Approximately 80,000 patient visits are made to the hospital annually and a high proportion of these are made by medical card holders. It satisfies the needs of those who require training, out patients and those who have no other way of getting dental care. The hospital also provides treatment for haemophiliacs, HIV positive patients, prisoners and other medically and socially disadvantaged people, many of whom would not otherwise obtain treatment. The number of patients treated could be increased to about 120,000 per year in a new building.

In addition to providing training for about 200 undergraduate and post-graduate dentist students, the facility proposed for Dublin would also cater for 75 para-dentist students while the library and lecture facilities would be used by students in St. James's Hospital. It is accepted that the case for a new dental hospital is well established and, as I said, this is based on the observations of the Department of Health. However the question of providing such a facility has now to be addressed.

Deputy Higgins referred to the question of third level enrolments which have increased by almost 28,000 to a total of 70,000 this year, an increase of 66 per cent during the decade. A capital provision of £14 million for a college which would cater for 200 full-time students must be subjected to a thorough scrutiny in the context of priorities. My Department, with the Department of Health, are pursuing as a matter of urgency the question of how to address the present highly unsatisfactory situation.
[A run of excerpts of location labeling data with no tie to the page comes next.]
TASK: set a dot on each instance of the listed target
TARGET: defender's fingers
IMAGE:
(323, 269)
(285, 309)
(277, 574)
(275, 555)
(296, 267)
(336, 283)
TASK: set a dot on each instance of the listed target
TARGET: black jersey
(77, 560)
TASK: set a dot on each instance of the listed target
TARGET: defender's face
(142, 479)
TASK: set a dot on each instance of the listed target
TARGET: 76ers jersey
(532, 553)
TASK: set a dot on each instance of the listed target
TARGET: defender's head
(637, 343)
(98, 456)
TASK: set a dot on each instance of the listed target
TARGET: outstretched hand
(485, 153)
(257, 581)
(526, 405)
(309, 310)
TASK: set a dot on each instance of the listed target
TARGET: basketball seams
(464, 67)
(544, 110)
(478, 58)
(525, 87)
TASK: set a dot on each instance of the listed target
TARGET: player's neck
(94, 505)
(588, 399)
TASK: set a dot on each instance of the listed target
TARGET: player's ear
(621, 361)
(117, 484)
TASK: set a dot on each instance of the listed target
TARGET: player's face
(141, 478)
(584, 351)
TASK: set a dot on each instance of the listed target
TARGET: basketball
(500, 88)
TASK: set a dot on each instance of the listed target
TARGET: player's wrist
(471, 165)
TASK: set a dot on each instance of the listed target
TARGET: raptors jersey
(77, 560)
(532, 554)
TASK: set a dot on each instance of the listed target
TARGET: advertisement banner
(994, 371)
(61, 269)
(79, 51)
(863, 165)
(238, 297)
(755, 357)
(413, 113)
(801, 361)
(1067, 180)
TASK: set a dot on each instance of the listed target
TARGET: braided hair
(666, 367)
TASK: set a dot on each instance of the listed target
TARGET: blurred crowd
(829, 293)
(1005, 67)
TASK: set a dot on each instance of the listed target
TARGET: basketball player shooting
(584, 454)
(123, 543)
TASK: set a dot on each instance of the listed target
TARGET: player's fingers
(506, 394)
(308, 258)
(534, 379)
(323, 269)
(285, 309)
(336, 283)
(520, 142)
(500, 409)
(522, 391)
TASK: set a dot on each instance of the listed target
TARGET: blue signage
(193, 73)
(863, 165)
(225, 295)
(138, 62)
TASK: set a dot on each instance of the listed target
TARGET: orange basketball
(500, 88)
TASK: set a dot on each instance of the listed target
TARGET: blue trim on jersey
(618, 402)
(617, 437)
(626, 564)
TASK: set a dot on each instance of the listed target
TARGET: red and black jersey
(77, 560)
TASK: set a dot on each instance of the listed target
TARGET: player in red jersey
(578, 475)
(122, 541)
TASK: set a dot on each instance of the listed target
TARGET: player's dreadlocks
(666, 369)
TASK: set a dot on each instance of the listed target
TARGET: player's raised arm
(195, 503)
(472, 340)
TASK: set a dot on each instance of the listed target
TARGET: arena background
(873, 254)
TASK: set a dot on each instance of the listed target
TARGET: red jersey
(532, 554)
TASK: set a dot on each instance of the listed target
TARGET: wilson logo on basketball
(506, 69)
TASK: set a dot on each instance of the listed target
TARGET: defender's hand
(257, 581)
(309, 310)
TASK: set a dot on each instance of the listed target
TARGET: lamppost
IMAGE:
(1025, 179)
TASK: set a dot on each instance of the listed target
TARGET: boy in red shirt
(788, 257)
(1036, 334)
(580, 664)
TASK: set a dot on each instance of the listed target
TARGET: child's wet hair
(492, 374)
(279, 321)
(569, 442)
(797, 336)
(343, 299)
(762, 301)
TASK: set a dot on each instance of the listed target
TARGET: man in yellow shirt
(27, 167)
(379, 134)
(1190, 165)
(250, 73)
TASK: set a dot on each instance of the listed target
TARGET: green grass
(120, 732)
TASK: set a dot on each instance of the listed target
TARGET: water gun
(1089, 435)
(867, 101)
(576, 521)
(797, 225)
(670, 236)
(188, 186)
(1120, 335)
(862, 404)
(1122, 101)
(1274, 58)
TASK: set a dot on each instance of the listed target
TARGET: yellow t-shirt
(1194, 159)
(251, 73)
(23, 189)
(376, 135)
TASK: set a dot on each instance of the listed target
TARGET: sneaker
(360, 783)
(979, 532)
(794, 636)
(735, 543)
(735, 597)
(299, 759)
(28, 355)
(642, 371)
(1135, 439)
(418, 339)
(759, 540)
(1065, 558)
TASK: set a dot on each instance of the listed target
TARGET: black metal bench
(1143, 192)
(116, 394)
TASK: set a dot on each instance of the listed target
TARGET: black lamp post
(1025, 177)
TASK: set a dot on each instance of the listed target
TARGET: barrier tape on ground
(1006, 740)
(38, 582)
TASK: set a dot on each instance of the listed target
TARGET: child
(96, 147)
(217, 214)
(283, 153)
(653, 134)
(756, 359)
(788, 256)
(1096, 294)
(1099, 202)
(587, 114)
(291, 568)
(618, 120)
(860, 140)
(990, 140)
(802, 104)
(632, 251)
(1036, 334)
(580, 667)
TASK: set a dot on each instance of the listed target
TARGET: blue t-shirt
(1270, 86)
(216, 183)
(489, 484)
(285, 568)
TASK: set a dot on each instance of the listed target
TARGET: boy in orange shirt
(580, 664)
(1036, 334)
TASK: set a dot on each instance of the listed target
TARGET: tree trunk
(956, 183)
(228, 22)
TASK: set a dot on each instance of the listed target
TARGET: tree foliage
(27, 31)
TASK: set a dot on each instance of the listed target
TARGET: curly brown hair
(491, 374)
The need for such a hospital has been assessed by the Department of Health.

[788] Our provision, in student terms, is very modest compared with the provision by the Department of Health who provide a great many services each year. This matter has to be worked out carefully so that the division of costings can be done in an equitable manner. It would be odd if we were to provide from our own budget a facility which would be used in the main by public patients. These are matters which must be addressed by the two Departments involved.

I have had several meetings with Derry Shanley who has impressed me greatly by the way he has stuck with the case in very difficult circumstances. I, too, have visited the hospital and was not satisfied with what I saw. I have already spoken to the Minister for Health about the matter but we will now have to address the matter with greater urgency. I hope we will speak about this matter again in the House and I thank the Deputy for raising it.